WTF Is Phenomenology in VR?
Five things to keep in mind when designing for VR
Full immersion is key to believable VR experiences. There is a lot to learn from the long history of design and architectural theory:
- Phenomenology is a philosophy that focuses on users’ sensory perception of space and the use of light, space, proportion, material, sound and other sensory manipulations to create unique, memorable experiences.
- Principles of architectural theory can help you create richer VR experiences. You are designing space for humans. Depth, believability, impact and full immersion is what we’re shooting for. Take advantage of the extensive wealth of knowledge that architects and interior designers have amassed to create rich and meaningful spatial experiences.
You can design better VR experiences if you focus on individuals’ subjective experience and perception of your design.
Similar to “Sense of Place” or “Presence” in VR, the phenomenology of space is an ephemeral concept. Since everyone experiences things differently, their reactions are highly subjective. So how do we design while keeping all of these things in mind?
Focus on users’ awareness and consciousness during the experience you are designing. Can you subtly manipulate the spatial condition of the experience using phenomenological strategies to affect the psychological and physical relationship between users and the space to change the way users feel about the experience or themselves? Now let’s integrate this approach into your design process.
Rethink your design process
As part of your design process, integrate multiple sensory stimuli into the spatial design instead of solely relying on sight to convey meaning. While vision tends to be valued above the other senses, all are necessary to create a real sense of place and an effective, immersive experience.Think about ways to influence memory, senses — including visual, aural, olfactory, tactile, etc., perception of time, territory and intimacy to create a stronger emotional tie between the experience and user. And if you’re thinking I’m suggesting you add smells to your VR experience, I’m not ha. I’m suggesting you consider the idea that these senses play a role (even if subconsciously) in a user’s experience.
“Every touching experience of architecture is multi-sensory; qualities of matter, space and scale are measured equally by the eye, ear, nose, skin, tongue, skeleton and muscle.”
— Juhani Pallasmaa
Some methods you can employ to alter users’ experience may include, playing with scale, light, phenomena, mood, performance, time, visibility, absence, ambiguity, shadows, transparency, flexibility, reflections, etc. to create specific atmospheres targeted at a specific user experience.
5 ways to incorporate this into your design process:
- Senses Checklist: think about all sensory stimuli for the experience, e.g. visual, aural, olfactory, tactile, etc.
- Spatial Considerations: light, texture of materials and objects, proximity and scale interactions, etc.

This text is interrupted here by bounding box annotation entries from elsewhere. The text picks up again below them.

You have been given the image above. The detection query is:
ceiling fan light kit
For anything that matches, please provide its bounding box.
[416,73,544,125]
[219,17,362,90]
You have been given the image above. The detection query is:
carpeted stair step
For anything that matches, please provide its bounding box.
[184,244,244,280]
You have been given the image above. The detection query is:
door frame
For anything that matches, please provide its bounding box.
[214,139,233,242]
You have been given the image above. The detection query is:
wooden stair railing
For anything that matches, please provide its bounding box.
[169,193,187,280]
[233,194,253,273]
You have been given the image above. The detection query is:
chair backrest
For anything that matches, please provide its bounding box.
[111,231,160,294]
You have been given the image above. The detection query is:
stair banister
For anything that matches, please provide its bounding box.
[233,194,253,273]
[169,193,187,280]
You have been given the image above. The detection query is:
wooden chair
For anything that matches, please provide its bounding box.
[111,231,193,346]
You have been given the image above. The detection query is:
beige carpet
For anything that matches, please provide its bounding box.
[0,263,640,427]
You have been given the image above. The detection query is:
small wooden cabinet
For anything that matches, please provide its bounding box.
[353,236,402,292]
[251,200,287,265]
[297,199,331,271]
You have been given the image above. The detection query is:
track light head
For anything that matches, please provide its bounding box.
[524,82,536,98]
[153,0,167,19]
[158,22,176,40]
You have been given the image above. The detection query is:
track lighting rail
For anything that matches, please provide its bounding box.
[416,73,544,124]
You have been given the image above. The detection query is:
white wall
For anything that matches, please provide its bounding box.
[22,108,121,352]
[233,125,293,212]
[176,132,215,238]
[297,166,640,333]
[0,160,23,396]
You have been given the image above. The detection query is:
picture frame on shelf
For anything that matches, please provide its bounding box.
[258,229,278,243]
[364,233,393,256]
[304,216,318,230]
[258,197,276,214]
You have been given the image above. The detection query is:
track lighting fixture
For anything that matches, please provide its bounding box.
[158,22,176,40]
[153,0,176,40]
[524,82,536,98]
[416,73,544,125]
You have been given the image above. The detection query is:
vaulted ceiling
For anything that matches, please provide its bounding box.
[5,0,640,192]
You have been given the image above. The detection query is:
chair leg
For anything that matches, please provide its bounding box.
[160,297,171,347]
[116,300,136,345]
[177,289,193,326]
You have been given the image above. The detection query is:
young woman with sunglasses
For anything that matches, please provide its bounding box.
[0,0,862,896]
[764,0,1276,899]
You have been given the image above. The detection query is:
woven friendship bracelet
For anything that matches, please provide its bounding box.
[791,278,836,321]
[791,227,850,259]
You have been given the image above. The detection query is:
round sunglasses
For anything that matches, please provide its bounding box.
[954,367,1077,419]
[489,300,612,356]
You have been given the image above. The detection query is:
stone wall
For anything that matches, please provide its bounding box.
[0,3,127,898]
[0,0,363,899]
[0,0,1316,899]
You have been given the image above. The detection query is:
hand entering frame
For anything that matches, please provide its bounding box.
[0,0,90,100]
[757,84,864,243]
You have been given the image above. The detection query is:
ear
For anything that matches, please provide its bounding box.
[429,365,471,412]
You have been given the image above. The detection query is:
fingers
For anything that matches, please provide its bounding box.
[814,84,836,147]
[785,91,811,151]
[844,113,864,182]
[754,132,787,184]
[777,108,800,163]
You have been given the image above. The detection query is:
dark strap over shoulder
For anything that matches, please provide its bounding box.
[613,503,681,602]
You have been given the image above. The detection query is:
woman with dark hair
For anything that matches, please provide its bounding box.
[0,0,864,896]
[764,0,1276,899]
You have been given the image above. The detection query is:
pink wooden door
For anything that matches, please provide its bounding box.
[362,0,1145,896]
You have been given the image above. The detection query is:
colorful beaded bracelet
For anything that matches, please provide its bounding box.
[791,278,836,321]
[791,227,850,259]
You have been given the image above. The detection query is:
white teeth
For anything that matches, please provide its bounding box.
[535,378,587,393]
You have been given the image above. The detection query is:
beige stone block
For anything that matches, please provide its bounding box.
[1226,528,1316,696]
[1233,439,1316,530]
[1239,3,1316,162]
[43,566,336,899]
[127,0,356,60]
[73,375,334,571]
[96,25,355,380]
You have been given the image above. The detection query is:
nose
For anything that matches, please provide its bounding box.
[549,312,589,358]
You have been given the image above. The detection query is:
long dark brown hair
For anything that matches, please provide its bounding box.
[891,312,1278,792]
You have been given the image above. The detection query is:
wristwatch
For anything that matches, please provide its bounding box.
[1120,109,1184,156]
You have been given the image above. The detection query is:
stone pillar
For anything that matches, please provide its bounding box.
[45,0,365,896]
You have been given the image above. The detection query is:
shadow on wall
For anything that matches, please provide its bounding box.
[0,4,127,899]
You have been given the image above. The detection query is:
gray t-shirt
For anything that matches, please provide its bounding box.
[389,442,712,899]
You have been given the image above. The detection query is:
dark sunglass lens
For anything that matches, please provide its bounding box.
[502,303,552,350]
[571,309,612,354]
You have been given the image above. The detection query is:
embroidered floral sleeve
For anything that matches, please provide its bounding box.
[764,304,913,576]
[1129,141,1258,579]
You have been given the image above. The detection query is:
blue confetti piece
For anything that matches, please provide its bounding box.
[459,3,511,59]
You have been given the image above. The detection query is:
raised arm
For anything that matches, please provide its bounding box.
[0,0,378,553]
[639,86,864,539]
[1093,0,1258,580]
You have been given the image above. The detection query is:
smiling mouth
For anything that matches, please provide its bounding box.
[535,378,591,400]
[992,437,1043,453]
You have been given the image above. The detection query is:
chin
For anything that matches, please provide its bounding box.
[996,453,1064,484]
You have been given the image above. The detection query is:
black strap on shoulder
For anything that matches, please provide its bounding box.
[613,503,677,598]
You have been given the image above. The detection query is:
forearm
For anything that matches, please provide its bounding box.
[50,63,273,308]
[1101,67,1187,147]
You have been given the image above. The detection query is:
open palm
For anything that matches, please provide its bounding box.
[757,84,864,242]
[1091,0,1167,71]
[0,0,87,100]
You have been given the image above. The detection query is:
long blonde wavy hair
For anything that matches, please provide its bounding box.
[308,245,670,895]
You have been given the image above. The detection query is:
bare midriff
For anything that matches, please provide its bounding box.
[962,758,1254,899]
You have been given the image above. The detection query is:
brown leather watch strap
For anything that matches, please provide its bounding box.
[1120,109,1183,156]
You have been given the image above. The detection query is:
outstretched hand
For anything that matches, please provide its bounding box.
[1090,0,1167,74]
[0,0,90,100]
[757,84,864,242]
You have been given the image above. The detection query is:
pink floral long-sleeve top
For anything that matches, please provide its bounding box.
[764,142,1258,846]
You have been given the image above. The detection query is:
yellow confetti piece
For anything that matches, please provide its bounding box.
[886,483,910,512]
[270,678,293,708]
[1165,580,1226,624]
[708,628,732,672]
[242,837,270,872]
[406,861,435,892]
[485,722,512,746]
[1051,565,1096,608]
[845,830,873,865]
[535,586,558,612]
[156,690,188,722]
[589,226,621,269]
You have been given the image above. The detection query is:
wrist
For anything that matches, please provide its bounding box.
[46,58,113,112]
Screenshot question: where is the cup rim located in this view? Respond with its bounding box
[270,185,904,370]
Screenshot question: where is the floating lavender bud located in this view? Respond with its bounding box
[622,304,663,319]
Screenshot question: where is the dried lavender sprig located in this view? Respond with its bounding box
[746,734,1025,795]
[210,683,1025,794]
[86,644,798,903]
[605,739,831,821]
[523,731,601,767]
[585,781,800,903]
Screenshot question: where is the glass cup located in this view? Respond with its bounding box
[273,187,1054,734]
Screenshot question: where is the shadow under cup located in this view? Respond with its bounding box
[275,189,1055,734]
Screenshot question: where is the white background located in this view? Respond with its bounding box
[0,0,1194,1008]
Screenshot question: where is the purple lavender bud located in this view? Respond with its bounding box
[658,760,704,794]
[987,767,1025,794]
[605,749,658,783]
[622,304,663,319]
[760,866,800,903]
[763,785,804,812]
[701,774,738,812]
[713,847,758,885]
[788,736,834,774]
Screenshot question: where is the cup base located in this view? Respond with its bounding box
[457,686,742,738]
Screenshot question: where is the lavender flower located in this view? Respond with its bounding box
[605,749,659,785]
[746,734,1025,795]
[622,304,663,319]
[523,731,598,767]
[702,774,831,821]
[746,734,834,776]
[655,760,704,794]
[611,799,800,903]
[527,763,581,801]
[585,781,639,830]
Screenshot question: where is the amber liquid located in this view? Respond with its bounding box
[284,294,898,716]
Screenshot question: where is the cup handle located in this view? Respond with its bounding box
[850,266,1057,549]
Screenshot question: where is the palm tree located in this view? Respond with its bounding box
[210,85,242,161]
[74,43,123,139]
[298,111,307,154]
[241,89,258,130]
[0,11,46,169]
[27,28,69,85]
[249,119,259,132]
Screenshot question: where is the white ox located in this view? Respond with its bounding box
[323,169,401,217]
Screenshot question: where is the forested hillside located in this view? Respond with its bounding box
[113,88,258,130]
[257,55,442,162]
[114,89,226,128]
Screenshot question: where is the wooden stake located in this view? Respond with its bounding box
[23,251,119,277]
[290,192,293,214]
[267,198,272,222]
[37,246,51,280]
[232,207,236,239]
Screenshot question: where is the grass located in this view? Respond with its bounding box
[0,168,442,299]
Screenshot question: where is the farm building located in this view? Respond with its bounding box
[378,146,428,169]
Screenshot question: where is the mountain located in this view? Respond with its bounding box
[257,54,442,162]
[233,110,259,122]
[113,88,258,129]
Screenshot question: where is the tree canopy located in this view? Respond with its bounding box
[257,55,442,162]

- Make a Script: how do you want people to feel during the experience? Write or storyboard this while considering how you can influence their sense of space and the experience through different phenomenological phenomena (e.g. senses checklist and spatial considerations).
- Think about the individual user. How do they perceive the world? Take into account their past, current context, cultural background, etc. Remember that experiences are subjective and based on each individual.
- Harness sensory stimuli to create an intuitive experience and provide users with feedback: use this to build instantly perceptible affordances into your design.
Impact on user testing
This approach will change how you approach user interviews and testing. You will want to focus on understanding a person’s reaction to and their perception of the experience. This will require more in depth questioning that will help you and the user to understand how, why and what they experienced. Focus on their perceptions, understanding of situation, perspective, etc. The main goal is to gain a greater understanding of the essence of their experience.
With this kind of approach, you can better understand how users are impacted by the experiences you design: remember to focus on ….
- How they interpreted/perceived it
- Why they interpreted/perceived it that way
- How did they feel and what made them feel that way
- How did the experience trigger different senses or emotions
Find out what defines people’s connection with space and what triggers their reaction to it. Designing with these strategies in mind will create more impactful and immersive experiences. And that’s what VR is all about!